Ireland joins EU fibre broadband league table
Despite recent criticism, Ireland passes 1 per cent fibre penetration threshold
Plugged in: the Scandinavian/Baltic countries continue to lead the way in terms of the take-up of fibre broadband in Europe
Despite criticism of the Government’s broadband strategy, Ireland has joined a select group of European countries that have a minimum 1 per cent of households subscribing to 100 per cent fibre broadband services.
In a report, published by Europe’s fibre-to-the-home (FTTH) council, Ireland was included in a list of 23 EU states that had passed the 1 per cent fibre penetration threshold.
Significantly, the UK, which has similar broadband issues to Ireland, failed to make the grade but is expected to be included in the council’s list next year.
While many consumers here are sold fibre broadband products, most services still rely on the old copper connections when it comes to the “last hop”from the street cabinet to the user’s home.
Depending on the state of the copper, this can slow or even disrupt internet connectivity.

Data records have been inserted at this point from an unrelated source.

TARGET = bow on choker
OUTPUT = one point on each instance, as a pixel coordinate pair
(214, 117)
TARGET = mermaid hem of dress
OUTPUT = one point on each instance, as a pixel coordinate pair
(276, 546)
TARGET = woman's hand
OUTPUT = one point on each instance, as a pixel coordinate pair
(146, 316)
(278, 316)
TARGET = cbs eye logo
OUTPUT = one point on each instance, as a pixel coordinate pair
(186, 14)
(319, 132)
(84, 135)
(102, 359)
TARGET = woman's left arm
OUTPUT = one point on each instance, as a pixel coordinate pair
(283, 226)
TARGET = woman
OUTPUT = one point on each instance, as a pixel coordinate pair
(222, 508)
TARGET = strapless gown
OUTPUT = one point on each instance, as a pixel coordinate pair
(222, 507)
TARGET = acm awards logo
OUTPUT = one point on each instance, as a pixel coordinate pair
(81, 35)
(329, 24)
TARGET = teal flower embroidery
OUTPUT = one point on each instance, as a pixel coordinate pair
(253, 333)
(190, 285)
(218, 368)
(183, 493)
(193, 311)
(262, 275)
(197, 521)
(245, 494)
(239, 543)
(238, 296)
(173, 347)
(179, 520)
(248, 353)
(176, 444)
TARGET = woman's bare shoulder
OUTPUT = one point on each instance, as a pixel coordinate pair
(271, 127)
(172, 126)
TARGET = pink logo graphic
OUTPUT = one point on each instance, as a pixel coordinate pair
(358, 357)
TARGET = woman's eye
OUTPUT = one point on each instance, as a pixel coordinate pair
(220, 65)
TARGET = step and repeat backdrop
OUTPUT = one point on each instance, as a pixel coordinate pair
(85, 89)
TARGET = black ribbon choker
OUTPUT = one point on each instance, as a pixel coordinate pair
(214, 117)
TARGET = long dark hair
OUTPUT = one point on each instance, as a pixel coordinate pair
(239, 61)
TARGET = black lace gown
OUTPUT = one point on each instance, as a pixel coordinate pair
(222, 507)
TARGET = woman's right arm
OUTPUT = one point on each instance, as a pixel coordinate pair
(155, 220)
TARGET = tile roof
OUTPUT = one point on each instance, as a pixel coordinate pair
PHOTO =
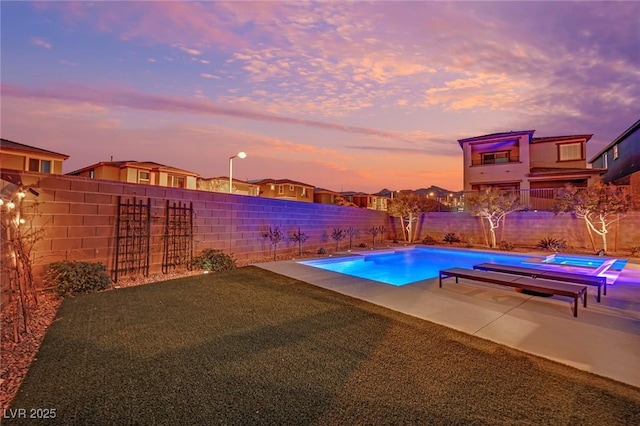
(5, 143)
(150, 165)
(279, 182)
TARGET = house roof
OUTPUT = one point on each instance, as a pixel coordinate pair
(278, 182)
(324, 190)
(497, 136)
(7, 144)
(148, 165)
(560, 138)
(634, 128)
(226, 178)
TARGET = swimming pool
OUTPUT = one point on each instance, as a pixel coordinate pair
(405, 266)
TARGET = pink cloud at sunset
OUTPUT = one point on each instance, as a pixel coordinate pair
(341, 95)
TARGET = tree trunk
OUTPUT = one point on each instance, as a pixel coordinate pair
(593, 242)
(484, 231)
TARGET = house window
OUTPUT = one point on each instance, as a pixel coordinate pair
(176, 181)
(42, 166)
(144, 177)
(570, 151)
(495, 157)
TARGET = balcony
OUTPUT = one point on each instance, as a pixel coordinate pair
(486, 160)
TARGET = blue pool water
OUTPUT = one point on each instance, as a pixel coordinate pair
(406, 266)
(582, 261)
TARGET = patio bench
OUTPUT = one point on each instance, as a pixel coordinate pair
(525, 283)
(569, 277)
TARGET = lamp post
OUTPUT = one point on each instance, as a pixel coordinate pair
(240, 155)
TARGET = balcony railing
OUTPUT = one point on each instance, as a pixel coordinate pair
(491, 161)
(540, 199)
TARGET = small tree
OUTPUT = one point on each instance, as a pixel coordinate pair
(275, 235)
(373, 231)
(299, 237)
(493, 204)
(338, 235)
(18, 236)
(599, 205)
(408, 208)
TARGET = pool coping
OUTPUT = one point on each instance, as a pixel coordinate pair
(604, 339)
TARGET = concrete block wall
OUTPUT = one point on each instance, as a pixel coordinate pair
(79, 217)
(528, 228)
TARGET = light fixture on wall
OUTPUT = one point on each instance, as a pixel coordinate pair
(239, 155)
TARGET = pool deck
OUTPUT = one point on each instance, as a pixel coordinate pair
(604, 339)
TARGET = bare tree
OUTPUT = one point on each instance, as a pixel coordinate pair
(299, 237)
(409, 207)
(275, 235)
(599, 205)
(493, 204)
(19, 235)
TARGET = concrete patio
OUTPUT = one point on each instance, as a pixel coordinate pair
(604, 339)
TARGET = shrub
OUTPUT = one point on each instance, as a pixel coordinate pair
(72, 278)
(451, 238)
(214, 260)
(429, 240)
(506, 246)
(469, 243)
(552, 244)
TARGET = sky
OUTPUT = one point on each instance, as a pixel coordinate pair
(346, 96)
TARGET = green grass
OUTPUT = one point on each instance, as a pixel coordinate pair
(251, 347)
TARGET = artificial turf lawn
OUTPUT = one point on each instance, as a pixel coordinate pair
(252, 347)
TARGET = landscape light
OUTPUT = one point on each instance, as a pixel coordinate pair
(239, 155)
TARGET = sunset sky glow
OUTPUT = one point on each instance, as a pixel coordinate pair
(354, 96)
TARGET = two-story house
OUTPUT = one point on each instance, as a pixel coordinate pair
(221, 184)
(325, 196)
(17, 156)
(144, 172)
(285, 189)
(366, 201)
(621, 159)
(519, 161)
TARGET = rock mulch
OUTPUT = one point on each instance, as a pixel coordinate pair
(16, 357)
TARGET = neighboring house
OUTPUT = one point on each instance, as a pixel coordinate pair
(621, 158)
(17, 156)
(325, 196)
(285, 189)
(518, 161)
(145, 172)
(366, 201)
(221, 184)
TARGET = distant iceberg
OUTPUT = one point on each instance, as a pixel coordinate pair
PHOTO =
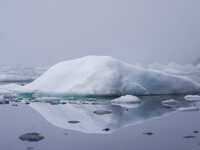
(103, 75)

According to the FTTH Council’s 2018 Market Panorama report, Ireland had 30,000 pure fibre connections or household FTTH subscribers, up from 20,000 in June, making it the fastest growing broadband segment of the market here.
“The Irish Government has played a tremendous role in expanding superfast broadband networks across all areas of Ireland, although in recent times the need for adjustment of the tools being used to promote deployment have emerged,” the report said.
While acknowledging that Eir and ESB-Vodafone joint venture Siro’s recent exit from the Government’s National Broadband process, it said both companies were continuing their deployments of fibre access networks across the State and remain the most active investors in FTTH in Ireland, followed by Magnet Networks, Digiweb and Enet.
Siro, which is investing €450 million in a fibre network aimed at 50 regional towns in the Republic, attended the FTTH Council’s annual conference in Valencia, Spain last week, with chief executive Sean Atkinson taking part in a keynote operator-CEO panel, where he outlined the company’s fibre strategy in Ireland.
Enet, the company in pole position to win the Government’s rural broadband tender following the recent exit of Eir, is planning to build a new fibre network to connect the 542,000 rural households and businesses earmarked for state-subsidised broadband under the scheme.
While the plan is to connect all the households to high-speed broadband, running fibre to the final 5 to 10 per cent of homes, located in the most remote parts, is likely to be too costly and some form of wireless broadband is expected to be used to services these households.